A violência doméstica é a forma mais debatida das violências contra as mulheres. Certamente é o que mais mata. Mas há outras. Inúmeras meninas são vítimas de violência sexual dentro de suas casas. Há atualmente uma CPMI em curso para investigar a exploração sexual de meninas atletas, por seus treinadores e equipe técnica. Inúmeras outras meninas são exploradas no turismo sexual, à beira das rodovias e às margens de grandes obras. Um delito em que, na esmagadora maioria, autor e vítima têm sexo determinado: trata-se de uma violência do masculino contra o feminino. E ainda há quem queira negar às mulheres o acesso às políticas públicas de saúde para profilaxia da gestação, mesmo após terem sofrido um crime de estupro, na eterna desconfiança da palavra daquela que supostamente induziu Adão ao pecado.
As mulheres conquistaram o mercado de trabalho, mas não se libertaram da carga exclusiva dos trabalhos domésticos, tendo que suportar uma iníqua dupla (quando não tripla e quádrupla) jornada de trabalho. As mulheres possuem salários mais baixos que os dos homens e menor representatividade nos espaços de decisão e poder. Estão mais expostas ao risco do assédio moral e sexual nas relações de trabalho. E se, apesar de toda a competência, galgam uma promoção, haverá sempre o comentário malicioso sobre qual favor sexual ela teria feito para merecer a benesse.
As mulheres são sistematicamente expostas nas campanhas publicitárias como um mero objeto sexual, um par de nádegas e seios ligados por uma cintura fina, cuja existência possui uma finalidade: satisfazer a lascívia masculina. A honra das mulheres é, não raro, enxovalhada nas instruções probatórias dos crimes contra a dignidade sexual, na eterna tese defensiva de que elas provocaram e são corresponsáveis pelo crime. Aliás, 25% dos homens no Brasil entendem que se uma mulher usa roupas curtas e é estuprada, ela também é culpada pelo estupro.
O Brasil já foi condenado pela Comissão CEDAW da ONU por haver uma verdadeira epidemia de mortalidade materna no momento do parto, a qual anda ao lado da epidemia de cirurgias cesarianas.

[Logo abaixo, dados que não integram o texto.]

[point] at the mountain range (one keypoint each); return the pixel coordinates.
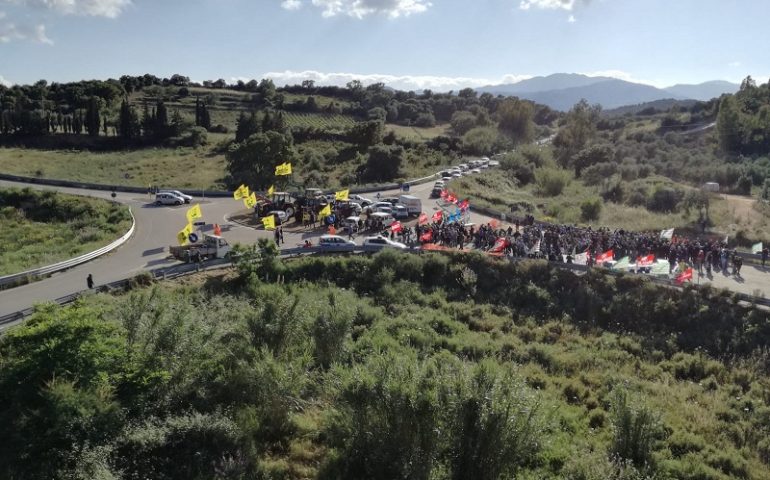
(561, 91)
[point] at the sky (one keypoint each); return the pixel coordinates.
(408, 44)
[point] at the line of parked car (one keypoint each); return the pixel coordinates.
(473, 166)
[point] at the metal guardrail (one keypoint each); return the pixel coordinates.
(188, 268)
(57, 267)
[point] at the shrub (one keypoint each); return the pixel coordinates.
(551, 182)
(591, 209)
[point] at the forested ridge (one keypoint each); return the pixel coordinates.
(392, 366)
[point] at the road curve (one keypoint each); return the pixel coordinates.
(156, 229)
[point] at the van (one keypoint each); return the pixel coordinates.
(386, 218)
(168, 198)
(413, 204)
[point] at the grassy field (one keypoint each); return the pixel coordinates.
(180, 167)
(80, 225)
(417, 133)
(496, 190)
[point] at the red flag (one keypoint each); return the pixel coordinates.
(499, 246)
(645, 261)
(605, 257)
(685, 276)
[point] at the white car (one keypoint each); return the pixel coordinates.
(168, 198)
(335, 243)
(382, 242)
(183, 196)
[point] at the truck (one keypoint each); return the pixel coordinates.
(211, 246)
(413, 204)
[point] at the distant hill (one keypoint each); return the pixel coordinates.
(656, 106)
(703, 91)
(561, 91)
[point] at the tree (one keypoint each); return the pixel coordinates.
(578, 131)
(253, 161)
(128, 122)
(515, 119)
(383, 163)
(92, 117)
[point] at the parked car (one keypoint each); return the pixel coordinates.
(335, 243)
(168, 198)
(400, 211)
(185, 197)
(279, 215)
(382, 242)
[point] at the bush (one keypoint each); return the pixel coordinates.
(591, 209)
(551, 182)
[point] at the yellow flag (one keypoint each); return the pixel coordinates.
(325, 212)
(184, 234)
(342, 195)
(269, 222)
(250, 201)
(283, 169)
(193, 213)
(240, 192)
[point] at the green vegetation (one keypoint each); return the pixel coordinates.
(393, 366)
(41, 228)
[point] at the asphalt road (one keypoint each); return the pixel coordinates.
(156, 229)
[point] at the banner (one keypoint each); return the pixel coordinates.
(250, 201)
(342, 195)
(193, 213)
(325, 212)
(685, 276)
(283, 169)
(269, 222)
(645, 261)
(607, 256)
(240, 192)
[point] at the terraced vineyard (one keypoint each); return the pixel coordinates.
(319, 120)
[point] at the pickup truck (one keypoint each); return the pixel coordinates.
(212, 246)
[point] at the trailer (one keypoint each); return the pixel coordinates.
(211, 246)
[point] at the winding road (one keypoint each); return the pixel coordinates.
(156, 229)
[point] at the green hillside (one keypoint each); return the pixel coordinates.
(395, 366)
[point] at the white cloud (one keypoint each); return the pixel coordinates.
(547, 4)
(291, 4)
(10, 31)
(363, 8)
(400, 82)
(95, 8)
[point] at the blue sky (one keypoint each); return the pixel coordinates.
(412, 44)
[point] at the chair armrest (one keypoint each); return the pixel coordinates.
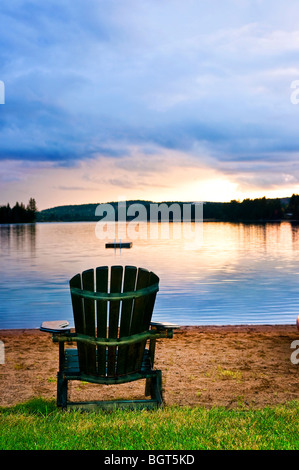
(59, 326)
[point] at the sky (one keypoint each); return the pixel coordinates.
(190, 100)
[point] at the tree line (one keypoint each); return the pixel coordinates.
(18, 213)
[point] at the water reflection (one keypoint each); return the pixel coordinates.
(237, 273)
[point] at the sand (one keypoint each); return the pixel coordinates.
(230, 366)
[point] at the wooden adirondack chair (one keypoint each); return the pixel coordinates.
(112, 330)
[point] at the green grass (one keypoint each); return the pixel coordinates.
(40, 425)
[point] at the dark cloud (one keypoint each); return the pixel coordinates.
(96, 79)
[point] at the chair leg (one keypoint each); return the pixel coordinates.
(61, 390)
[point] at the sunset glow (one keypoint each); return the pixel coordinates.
(172, 100)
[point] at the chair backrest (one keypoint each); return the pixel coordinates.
(112, 303)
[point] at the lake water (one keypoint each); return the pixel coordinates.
(237, 274)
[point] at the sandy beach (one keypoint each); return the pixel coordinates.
(230, 366)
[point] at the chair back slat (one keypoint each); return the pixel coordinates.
(78, 312)
(126, 316)
(135, 351)
(114, 309)
(101, 306)
(89, 321)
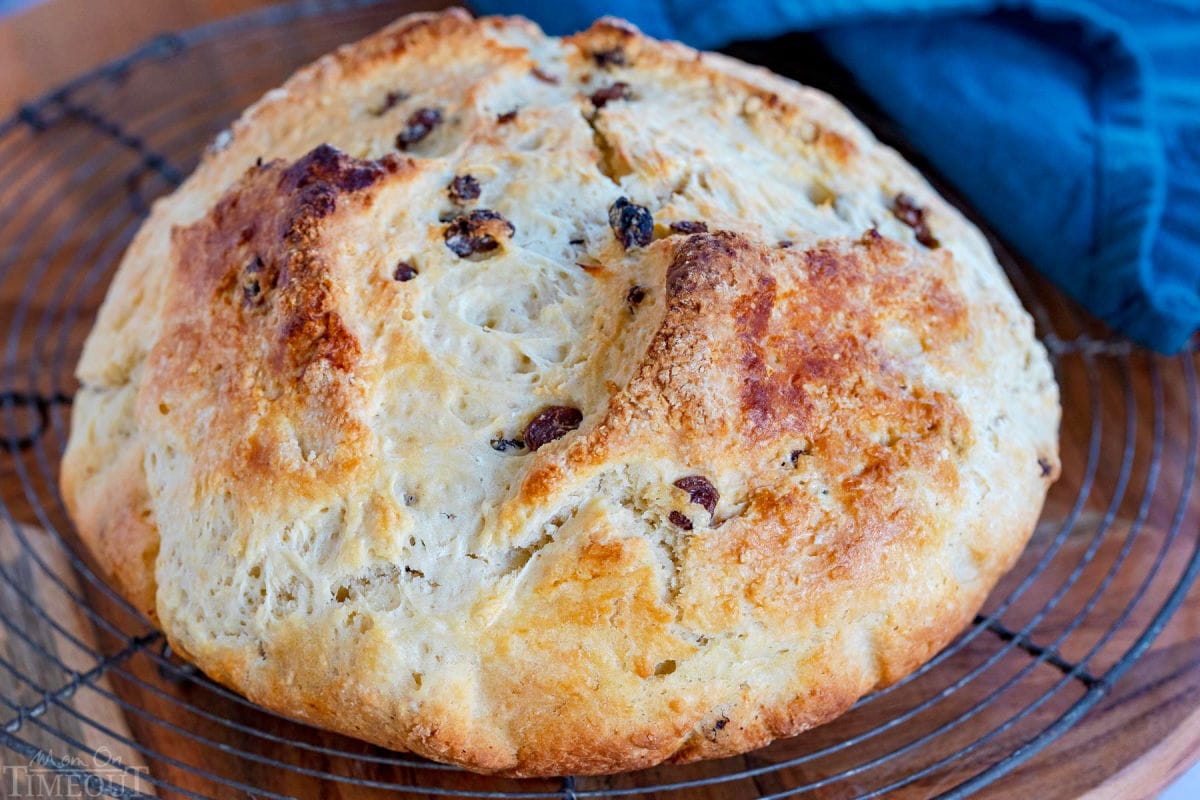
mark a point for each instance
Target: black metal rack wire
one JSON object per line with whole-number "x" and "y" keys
{"x": 96, "y": 696}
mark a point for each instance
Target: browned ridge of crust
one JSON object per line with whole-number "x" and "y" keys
{"x": 701, "y": 493}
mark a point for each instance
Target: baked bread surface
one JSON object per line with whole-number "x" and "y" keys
{"x": 515, "y": 474}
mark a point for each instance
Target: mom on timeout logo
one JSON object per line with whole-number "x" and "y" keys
{"x": 47, "y": 775}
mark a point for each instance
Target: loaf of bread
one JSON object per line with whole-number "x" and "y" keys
{"x": 557, "y": 405}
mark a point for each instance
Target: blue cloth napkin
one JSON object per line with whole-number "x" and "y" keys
{"x": 1072, "y": 125}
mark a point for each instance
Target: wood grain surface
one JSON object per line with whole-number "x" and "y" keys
{"x": 1091, "y": 554}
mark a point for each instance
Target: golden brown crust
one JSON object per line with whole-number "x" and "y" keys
{"x": 792, "y": 451}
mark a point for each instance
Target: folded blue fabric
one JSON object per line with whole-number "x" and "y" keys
{"x": 1072, "y": 125}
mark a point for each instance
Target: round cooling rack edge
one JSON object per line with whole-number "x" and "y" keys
{"x": 1113, "y": 561}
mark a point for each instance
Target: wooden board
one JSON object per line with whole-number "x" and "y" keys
{"x": 1137, "y": 740}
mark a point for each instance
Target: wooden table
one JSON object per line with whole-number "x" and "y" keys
{"x": 1144, "y": 734}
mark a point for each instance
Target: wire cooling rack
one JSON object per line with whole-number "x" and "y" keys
{"x": 94, "y": 697}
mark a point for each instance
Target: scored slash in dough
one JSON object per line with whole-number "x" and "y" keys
{"x": 299, "y": 443}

Há um conjunto de violências às mulheres normalizado no parto, que deveria ser um momento sagrado de trazer à vida um novo ser.
Muitas mulheres estão morrendo nas mesas de cirurgia plástica na exigência de alcançarem um utópico padrão de beleza: que sejam eternamente adolescentes. A sociedade lhes reconhece o valor enquanto cumprem o papel de objeto de desejo sexual. Um padrão de beleza que simplesmente não se exige dos homens: afinal dizem que é dos carecas que elas gostam mais e que cabelos grisalhos dão um certo charme aos homens.
Tenho um filho de 16 anos e uma filha de 12. Gostaria muito que eles pudessem crescer numa sociedade livre da violência decorrente da divisão estereotipada de papéis entre homens e mulheres. Que minha filha tivesse a liberdade de poder vestir um shorts e andar sozinha na rua, sem o risco de ser sistematicamente assediada ou mesmo violada. Que meu filho tenha a liberdade de chorar nos momentos de dor, de se dedicar mais aos filhos, e não precise externar comportamentos violentos ou dominadores como prova de sua masculinidade. Que não houvesse qualquer problema em minha filha ganhar mais que seu futuro companheiro, nem em meu filho ganhar menos que sua futura companheira. Acima de tudo, que eles tenham a liberdade de serem eles mesmos, sem pressões por papéis que incentivam a violência. Que eu possa andar na rua abraçado com meu filho sem o risco de ser confundido com um casal homossexual e sermos apedrejados. E que os casais homossexuais igualmente possam viver em uma sociedade livre, justa e solidária, sem nenhuma forma de discriminação.
A violência contra as mulheres é um câncer social. Violenta mulheres e também homens. As mulheres são e devem continuar sendo as protagonistas na luta por seus direitos humanos. Mas eu, homem, sou solidário a essa luta, porque dela também preciso para afirmar a minha própria humanidade. Neste dia, meu desejo é que possamos refletir sobre as invisíveis micro relações de poder que subalternizam as mulheres e precarizam sua existência, rumo à efetiva igualdade de direitos entre homens e mulheres. Que digamos todos não às violências contra as mulheres.